借地借家法32条は、建物賃貸借において「賃料が不相当になったとき」に増額または減額の請求ができると定めています。経済情勢の変動・固定資産税の増減・近隣相場との乖離がある場合に活用される権利で、両当事者から請求できます。ただし「相当賃料」の立証が難しく、裁判所でも不動産鑑定が重要な証拠となります。

目次

賃料増減額請求の要件(借地借家法32条1項・3項)

「賃料が不相当になったとき」とは以下の事情が変動した場合を指します:

  • 土地・建物に係る租税等の増減(固定資産税・都市計画税等)
  • 土地・建物価格その他の経済事情の変動(物価上昇・不動産市況の変化)
  • 近傍同種の建物の賃料の比較(近隣相場との著しい乖離)

賃料増額請求中の借主の支払義務

賃料増額請求をめぐる重要な実務ルール:

  • 増額請求を受けた借主は、相当と認める額(通常は従来の賃料)を支払えばよい(借地借家法32条2項)
  • 裁判(調停・訴訟)で増額が確定した場合、確定前の支払い不足分には年1割の利息が加算される
  • 逆に減額請求を受けた貸主は、相当と認める額の受領を拒絶できる(ただし供託で対応できる)

「継続賃料」の鑑定と裁判所の判断

裁判所での賃料増減額請求訴訟では、不動産鑑定士による「継続賃料鑑定」が重要な証拠となります。継続賃料の鑑定手法(不動産鑑定評価基準):

  • 差額配分法:近隣の新規賃料(正常賃料)と現行賃料の差額を双方に配分
  • 利回り法:不動産価格に基準利回りを乗じた賃料を基礎とする
  • スライド法:指数(CPI等)の変動に基づいて賃料を修正
  • 賃貸事例比較法:近傍同種の建物の更新賃料事例と比較する

定期借家契約での賃料増減額請求の特則

定期建物賃貸借(定期借家)では、特約で賃料増減額請求権を排除できます(借地借家法38条7項)。「賃料の改定がない」旨の特約がある定期借家では、原則として一方的な賃料増減額請求ができません。この点は普通借家との大きな違いです。

FAQ

Q. 賃料の値上げを要求されましたが、応じる義務はありますか?

A. 貸主から賃料増額請求があっても、その額が「相当」かどうかを協議する権利があります。協議が整わない場合は調停(裁判所の民事調停)→訴訟という手続きを経て「相当賃料」が確定します。確定前は従来の賃料を支払い続ければよく、後から差額(+利息)を支払うことになります。

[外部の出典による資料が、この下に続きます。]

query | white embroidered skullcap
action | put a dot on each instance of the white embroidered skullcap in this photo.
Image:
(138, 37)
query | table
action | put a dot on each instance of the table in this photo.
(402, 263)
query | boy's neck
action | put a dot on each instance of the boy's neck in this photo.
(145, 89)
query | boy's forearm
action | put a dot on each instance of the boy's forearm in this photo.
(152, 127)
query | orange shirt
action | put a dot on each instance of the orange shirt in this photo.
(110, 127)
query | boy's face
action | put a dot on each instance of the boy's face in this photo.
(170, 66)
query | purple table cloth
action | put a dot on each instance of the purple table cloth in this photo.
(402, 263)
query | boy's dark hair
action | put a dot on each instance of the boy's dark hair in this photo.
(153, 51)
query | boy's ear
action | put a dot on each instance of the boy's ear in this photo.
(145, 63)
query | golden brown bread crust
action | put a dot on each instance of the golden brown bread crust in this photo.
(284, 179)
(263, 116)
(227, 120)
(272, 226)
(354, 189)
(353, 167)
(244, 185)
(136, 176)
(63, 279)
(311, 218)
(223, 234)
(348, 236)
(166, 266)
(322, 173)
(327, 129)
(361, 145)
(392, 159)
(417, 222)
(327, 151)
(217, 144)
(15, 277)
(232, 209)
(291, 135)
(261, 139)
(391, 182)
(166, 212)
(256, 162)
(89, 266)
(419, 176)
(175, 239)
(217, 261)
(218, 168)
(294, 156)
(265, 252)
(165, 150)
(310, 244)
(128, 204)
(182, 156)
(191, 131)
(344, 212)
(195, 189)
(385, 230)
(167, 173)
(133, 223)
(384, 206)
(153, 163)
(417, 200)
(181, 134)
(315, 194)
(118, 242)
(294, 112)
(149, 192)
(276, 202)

Q. 固定資産税が上がったことを理由に賃料を値上げしたいのですが、いくら請求できますか?

A. 固定資産税の増額は賃料増額請求の「正当な事由」の一つですが、増税額の全額を賃料に転嫁できるわけではありません。近隣相場・経済事情等を総合的に考慮した「相当賃料」が判断基準です。まず不動産鑑定士に継続賃料の試算を依頼することをおすすめします。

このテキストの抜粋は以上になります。